Contemporary Judaism's greatest challenge is to reconnect with the healing, centering, peace-filled potential of our legacy. To maintain and delight in our particular path, function and value as Jews loving Judaism, while lovingly joining the everlasting task of fine-tuning our tradition to help us better serve the ever changing needs and realities of all human existence.

What I am doing about it is making my life available as one of the vehicles for midwifing contemporary Judaism. A firm pluralist, I would give my life for the right of the full spectrum of Judaism to flourish. At the same time, the approach to Judaism which I am committed to developing is that which I was first exposed to through the teachings of Rabbi Zalman Schachter-Shalomi. This Judaism is inclusive, non-hierarchical, non-triumphalist, healing, politically pro-active, environmentally sensitive, deeply spiritual, and respectfully grounded in tradition.

6. Given that this interview is being used as an introduction to you and your work, what three things do you want people to know about you.

A. I passionately love people, stories, meaningful connections, travel and community. A great joy has been making the time to travel to a limited number of communities each year to teach, consult or lead retreats. The Jewish soul is rebirthing in diverse and beautiful ways, this is such a blessed, wonderful time to be a Jew!

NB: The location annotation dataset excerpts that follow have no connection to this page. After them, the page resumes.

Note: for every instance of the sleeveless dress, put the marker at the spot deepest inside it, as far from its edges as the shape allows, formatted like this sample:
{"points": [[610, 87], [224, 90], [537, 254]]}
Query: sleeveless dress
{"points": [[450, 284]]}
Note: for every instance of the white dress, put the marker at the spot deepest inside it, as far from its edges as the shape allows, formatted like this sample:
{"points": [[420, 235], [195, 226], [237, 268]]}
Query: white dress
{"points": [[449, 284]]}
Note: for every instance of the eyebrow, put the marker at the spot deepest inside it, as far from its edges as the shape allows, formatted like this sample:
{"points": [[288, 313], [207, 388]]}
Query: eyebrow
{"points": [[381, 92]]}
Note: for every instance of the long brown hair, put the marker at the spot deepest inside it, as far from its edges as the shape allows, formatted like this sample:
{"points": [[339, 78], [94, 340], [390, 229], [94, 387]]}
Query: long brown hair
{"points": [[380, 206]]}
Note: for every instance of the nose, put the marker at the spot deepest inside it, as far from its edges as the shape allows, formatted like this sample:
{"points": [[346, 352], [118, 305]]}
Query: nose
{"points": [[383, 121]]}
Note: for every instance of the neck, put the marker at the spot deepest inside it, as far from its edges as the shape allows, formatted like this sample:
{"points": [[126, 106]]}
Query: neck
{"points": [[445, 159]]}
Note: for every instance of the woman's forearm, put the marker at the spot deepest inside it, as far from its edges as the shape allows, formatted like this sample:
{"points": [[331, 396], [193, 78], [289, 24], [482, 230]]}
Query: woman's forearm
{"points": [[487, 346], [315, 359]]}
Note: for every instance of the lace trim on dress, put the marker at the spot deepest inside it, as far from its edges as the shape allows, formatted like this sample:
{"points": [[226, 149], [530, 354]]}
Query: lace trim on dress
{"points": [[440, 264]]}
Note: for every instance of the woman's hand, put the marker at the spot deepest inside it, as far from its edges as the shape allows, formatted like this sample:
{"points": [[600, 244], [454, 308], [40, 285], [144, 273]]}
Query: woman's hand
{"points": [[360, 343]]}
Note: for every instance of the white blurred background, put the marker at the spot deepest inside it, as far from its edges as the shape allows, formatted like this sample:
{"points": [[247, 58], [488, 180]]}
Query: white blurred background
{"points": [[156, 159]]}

B. The treasure chest of Jewish tradition is so vast and rich it offers more than anyone can fully take in over one lifetime. Question my assumptions and knowledge and reasoning always. I am only a seeker like yourself. I encourage you to read the works of and study with the rabbis and colleagues who have so particularly affected me through their deep teachings and role-modeling during my education and professional growth so far: Rabbis David Cooper, Art Green, Zalman Schachter-Shalomi, David Teutsch, Arthur Waskow, Adin Steinsaltz, Lynn Gottlieb, Shohama Wiener, Jacob Staub, Marcia Prager, Samuel Barth, Michael Lerner, Shefa Gold, Linda Holtzman, Leah Novick, Nancy Fuchs-Kreimer, Isaac Mann, Rami Shapiro, Rob Scheinberg, Seth Brody z"l, David Wolfe-Blank z"l,  and Drs. Tikveh Frymer-Kensky, Peter Pitzele, Norman Linzer, Louis Levitt, Aviva Zornberg, Judith Plaskow, Noam Zohar, Shlomo Bardin and Charles Miller z"l.

7. It is often true that teachers have an essential message they wish to impart. Is that true of you? And, if it is, what is your core teaching?

That Judaism is a beautiful, deep, profound, effective spiritual path.